Now in one way a magazine like Village which favours fundamental change has to favour a hegemonic antipathy to reactionary views for only when tolerance becomes hegemonic will intolerance dissipate, and equality have a chance. On the other hand, however, freedom of expression and opinion is an important independent societal good. Village is acutely aware of the conflicting imperatives. Its reaction is to focus on at least ensuring that the facts, to which its and others ‘principles’ are applied, are fairly ascertained and presented.

Any theorist knows that you apply a theory to the facts. You must know the facts first. That goes for philosophy, law, science, history: every theoretical discipline.

The problem in the case of abortion is that there is an unresolvable factual issue at its heart. It can never be resolved if the foetus is a human or perhaps more precisely if the foetus has enough of the qualities of a human to attract the benefit of human rights. When debating the issue of embryo research and assisted reproduction in the context of English law Dame Mary Warnock famously asserted that the likelihood of getting people to agree on the moral status of the embryo was non-existent. Accordingly she felt what was needed was an approach to the issue that allowed enough people to think things were ‘alright’ rather than establishing what was ‘right’.

In rights-based theories we only have the language of Human Rights. We have no language for the rights of animals, for the rights (if any) of the environment, perhaps for the rights of future generations – or for the rights of foetuses.

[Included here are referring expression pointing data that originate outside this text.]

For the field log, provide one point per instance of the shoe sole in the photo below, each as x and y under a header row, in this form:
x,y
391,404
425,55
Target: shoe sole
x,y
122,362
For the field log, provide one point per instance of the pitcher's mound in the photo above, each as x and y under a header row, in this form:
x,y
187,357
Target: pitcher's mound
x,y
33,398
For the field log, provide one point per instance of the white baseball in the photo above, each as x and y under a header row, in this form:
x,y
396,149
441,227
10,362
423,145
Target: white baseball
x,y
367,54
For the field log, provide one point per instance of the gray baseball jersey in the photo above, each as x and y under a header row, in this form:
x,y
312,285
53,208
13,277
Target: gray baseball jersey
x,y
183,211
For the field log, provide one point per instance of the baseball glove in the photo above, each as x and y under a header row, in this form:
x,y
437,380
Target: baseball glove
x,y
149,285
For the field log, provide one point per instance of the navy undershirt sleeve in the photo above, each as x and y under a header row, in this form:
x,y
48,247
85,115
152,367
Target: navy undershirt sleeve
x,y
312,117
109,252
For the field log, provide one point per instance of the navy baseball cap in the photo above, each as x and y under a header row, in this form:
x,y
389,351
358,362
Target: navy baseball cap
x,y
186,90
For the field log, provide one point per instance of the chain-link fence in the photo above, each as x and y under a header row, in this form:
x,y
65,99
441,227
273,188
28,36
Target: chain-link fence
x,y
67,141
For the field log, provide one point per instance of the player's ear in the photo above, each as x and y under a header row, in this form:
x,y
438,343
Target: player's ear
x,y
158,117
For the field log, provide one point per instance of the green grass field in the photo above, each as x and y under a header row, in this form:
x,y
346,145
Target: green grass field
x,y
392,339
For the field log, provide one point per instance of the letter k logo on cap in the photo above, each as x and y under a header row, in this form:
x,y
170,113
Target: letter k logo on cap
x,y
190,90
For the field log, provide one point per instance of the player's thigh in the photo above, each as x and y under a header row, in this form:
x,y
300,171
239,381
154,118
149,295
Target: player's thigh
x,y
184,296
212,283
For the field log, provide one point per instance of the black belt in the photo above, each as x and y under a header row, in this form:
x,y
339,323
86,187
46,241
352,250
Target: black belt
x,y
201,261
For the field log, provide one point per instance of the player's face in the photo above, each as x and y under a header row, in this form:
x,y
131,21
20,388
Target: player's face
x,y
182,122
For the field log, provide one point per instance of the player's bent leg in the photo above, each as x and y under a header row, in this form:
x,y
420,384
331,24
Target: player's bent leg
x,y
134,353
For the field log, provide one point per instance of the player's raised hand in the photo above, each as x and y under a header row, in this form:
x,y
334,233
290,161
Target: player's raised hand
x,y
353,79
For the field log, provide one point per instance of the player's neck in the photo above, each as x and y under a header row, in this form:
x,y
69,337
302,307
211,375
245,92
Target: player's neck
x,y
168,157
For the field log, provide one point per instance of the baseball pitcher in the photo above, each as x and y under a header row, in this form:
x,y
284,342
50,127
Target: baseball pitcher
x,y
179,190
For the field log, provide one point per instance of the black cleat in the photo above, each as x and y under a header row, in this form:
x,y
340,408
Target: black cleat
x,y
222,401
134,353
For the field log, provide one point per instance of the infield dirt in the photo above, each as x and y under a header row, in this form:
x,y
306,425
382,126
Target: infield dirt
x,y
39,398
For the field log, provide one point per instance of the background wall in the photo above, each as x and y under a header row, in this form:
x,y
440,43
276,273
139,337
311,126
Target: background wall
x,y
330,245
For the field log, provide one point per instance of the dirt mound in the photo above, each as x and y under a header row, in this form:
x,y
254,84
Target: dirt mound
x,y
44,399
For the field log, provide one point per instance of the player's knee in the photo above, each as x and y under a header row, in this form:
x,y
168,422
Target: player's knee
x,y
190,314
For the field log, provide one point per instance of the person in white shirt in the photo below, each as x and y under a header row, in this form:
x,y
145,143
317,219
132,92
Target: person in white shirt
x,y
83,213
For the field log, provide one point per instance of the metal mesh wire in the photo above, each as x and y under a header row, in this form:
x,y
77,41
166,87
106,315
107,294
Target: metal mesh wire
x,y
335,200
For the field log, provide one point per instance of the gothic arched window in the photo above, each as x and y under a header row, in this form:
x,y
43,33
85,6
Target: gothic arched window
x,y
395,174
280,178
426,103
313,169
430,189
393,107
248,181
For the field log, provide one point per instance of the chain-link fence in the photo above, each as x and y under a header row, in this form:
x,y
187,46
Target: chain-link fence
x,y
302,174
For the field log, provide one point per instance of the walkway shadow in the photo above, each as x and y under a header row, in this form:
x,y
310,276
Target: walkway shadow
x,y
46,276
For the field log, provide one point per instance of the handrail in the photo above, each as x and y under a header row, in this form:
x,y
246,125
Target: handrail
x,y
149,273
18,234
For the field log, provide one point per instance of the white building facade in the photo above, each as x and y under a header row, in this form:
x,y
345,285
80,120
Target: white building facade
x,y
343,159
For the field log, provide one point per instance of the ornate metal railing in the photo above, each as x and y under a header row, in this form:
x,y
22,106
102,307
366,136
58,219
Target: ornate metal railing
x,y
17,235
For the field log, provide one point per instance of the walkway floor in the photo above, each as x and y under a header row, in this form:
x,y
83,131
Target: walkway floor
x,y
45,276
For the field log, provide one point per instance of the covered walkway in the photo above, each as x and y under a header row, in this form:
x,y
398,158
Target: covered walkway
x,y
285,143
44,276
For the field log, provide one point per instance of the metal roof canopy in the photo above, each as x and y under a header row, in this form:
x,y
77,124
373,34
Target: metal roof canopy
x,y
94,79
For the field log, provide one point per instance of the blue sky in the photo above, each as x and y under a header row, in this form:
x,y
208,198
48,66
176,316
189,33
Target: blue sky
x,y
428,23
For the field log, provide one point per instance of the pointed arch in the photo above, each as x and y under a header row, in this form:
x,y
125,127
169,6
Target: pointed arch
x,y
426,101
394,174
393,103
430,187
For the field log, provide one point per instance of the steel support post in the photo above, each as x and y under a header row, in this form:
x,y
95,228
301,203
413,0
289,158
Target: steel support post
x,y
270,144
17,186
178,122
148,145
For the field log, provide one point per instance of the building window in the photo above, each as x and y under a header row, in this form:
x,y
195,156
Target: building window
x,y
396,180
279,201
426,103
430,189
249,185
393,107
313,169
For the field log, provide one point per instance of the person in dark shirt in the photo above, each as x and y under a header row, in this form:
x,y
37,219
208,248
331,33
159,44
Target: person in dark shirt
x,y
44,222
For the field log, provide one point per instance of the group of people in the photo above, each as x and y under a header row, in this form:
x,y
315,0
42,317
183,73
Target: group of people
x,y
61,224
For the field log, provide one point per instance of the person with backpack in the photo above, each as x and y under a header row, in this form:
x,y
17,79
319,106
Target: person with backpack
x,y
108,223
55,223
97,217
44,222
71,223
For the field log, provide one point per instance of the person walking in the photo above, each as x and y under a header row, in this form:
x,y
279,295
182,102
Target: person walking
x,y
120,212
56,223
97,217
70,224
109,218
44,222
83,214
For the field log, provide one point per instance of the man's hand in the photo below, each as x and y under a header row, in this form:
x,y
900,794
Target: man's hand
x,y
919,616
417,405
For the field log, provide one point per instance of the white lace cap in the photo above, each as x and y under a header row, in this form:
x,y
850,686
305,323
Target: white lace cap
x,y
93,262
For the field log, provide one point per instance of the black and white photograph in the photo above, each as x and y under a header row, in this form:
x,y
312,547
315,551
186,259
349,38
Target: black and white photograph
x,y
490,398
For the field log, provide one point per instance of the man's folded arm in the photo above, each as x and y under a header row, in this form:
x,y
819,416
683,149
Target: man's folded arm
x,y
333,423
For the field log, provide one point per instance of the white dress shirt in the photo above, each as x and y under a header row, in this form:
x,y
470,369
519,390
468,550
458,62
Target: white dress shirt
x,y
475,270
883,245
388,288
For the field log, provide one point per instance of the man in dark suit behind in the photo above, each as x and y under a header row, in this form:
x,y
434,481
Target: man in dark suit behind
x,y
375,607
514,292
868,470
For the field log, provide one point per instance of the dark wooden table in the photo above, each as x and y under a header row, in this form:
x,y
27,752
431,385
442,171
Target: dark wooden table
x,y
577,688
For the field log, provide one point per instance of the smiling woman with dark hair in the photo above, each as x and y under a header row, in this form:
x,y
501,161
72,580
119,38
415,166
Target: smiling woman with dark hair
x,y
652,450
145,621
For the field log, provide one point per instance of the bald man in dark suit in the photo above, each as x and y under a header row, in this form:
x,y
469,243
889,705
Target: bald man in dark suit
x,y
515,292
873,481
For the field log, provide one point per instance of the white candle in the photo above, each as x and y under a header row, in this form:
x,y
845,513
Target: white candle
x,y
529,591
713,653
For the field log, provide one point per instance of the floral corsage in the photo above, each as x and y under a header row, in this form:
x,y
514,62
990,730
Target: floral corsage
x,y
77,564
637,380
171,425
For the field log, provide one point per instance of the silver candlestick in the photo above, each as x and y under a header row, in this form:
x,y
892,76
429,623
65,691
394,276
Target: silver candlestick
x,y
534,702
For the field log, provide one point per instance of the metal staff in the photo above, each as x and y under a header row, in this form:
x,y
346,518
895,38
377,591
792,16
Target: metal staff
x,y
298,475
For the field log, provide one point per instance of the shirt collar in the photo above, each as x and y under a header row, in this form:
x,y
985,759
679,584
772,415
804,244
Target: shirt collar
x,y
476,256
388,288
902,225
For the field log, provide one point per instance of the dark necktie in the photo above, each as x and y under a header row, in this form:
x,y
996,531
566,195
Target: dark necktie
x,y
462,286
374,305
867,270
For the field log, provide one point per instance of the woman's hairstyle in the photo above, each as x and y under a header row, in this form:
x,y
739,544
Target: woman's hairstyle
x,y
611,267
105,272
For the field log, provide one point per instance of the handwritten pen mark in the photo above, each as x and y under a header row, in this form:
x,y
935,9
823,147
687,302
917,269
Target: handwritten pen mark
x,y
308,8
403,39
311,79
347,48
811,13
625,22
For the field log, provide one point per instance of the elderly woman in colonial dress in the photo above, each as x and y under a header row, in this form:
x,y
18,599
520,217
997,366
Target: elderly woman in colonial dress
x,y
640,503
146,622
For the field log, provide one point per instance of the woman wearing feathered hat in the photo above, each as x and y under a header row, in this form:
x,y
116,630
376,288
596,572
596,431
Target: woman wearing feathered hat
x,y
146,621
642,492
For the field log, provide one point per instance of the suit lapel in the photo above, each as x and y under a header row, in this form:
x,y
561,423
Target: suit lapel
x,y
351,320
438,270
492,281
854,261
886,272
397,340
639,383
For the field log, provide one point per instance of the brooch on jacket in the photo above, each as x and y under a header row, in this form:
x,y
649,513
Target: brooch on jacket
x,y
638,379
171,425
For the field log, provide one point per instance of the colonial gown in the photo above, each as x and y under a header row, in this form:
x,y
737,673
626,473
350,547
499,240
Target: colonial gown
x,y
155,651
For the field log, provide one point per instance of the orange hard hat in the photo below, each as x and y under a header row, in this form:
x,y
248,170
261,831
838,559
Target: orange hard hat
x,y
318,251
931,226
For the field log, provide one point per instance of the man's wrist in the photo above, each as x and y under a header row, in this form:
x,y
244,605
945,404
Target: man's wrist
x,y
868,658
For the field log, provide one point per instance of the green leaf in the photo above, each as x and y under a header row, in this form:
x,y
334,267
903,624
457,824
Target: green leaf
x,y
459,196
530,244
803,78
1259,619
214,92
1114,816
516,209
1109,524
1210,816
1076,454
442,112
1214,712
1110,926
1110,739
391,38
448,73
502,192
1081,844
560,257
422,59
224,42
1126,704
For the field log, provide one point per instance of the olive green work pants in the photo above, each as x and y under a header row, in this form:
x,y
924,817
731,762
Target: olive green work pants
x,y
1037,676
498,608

Yet it is not clear that they have no rights. Indeed most, though not perhaps Amnesty International, would baulk at ever aborting an eight-month foetus. On the other hand only half of eggs that are fertilised actually implant themselves in the woman’s uterus. If the foetus is a human from conception/fertilisation then a vast sum of money and endeavour should be devoted to ensuring that each fertilised egg implants. This is impractical, ridiculous.

These polar phenomena suggest common sense is required. And it is impossible to stop a woman having an abortion, and an unjust infraction of the right of personal autonomy to force one sex to risk carrying foetuses to term if they do not wish to.

Practically, there must be a ‘liberal’ regime of abortion. But respect is due to those who consider this an abomination, even as their view, and the foetuses they champion, are necessarily disenfranchised.